LE CONSEILLER TERRITORIAL
UNE MAGOUILLE ELECTORALE MALHONNETE
Le volet institutionnel de la réforme territoriale doit créer le conseiller territorial. Ce « super-élu » aura vocation à siéger, à partir de 2014, à la fois au département et à la région, se substituant ainsi aux actuels conseillers généraux et régionaux.
Le mandat de conseiller territorial va à l’encontre du principe de la spécialisation des compétences des élus et institutionnalise de fait le cumul des mandats.

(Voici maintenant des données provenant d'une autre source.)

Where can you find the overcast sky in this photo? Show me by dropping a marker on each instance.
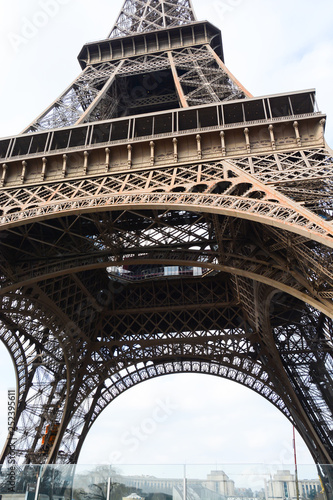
(271, 46)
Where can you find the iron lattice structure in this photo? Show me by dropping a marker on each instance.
(158, 219)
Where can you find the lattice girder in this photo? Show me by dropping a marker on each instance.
(155, 159)
(143, 16)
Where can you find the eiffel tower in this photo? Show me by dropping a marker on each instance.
(159, 219)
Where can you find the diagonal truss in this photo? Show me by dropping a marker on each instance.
(157, 219)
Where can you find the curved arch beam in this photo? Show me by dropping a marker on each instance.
(323, 306)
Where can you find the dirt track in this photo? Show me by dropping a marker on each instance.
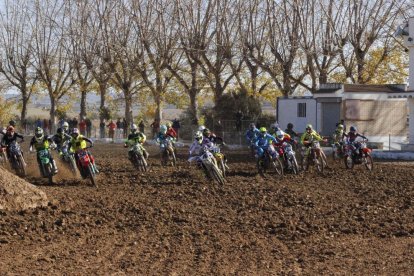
(170, 221)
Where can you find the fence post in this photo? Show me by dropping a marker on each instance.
(389, 141)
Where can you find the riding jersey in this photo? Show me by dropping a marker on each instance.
(41, 144)
(79, 143)
(252, 134)
(264, 140)
(7, 139)
(310, 136)
(353, 135)
(135, 138)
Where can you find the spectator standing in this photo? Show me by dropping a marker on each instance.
(46, 125)
(118, 128)
(239, 117)
(176, 126)
(155, 128)
(112, 128)
(141, 126)
(82, 127)
(102, 128)
(88, 127)
(124, 127)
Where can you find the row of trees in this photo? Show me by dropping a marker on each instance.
(162, 49)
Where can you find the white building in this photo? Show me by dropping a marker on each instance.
(384, 113)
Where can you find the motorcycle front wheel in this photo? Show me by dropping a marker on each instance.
(369, 164)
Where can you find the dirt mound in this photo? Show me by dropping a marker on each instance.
(17, 194)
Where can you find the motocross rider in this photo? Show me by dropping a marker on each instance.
(77, 143)
(136, 138)
(196, 147)
(262, 143)
(289, 130)
(41, 142)
(60, 138)
(308, 136)
(352, 135)
(9, 137)
(251, 134)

Est-il nécessaire de rappeler que les prérogatives des conseils généraux et celles des conseillers régionaux sont différentes ?
UNE FAUSSE BONNE IDEE
Les compétences des régions et des départements diffèrent à 90%. Alors que le conseiller général doit être au plus prêt des citoyens pour répondre aux légitimes besoins sociaux de la population, le conseiller régional doit prendre plus de distance pour élaborer des politiques économiques et veiller à l’aménagement cohérent du territoire régional. Quelle est la cohérence et la pertinence de ce nouveau mandat ?
Explications :
ACTUELLEMENT
211 conseillers en tout
En 2014
il y en aurait la moitié
(105 ou 106)
élus selon 2 systèmes...
Difficile de faire plus compliqué !

Dans la Vienne
Les 38 conseillers généraux + 13 conseillers régionaux (51 au total), seraient remplacés par 25 conseillers territoriaux (51/2).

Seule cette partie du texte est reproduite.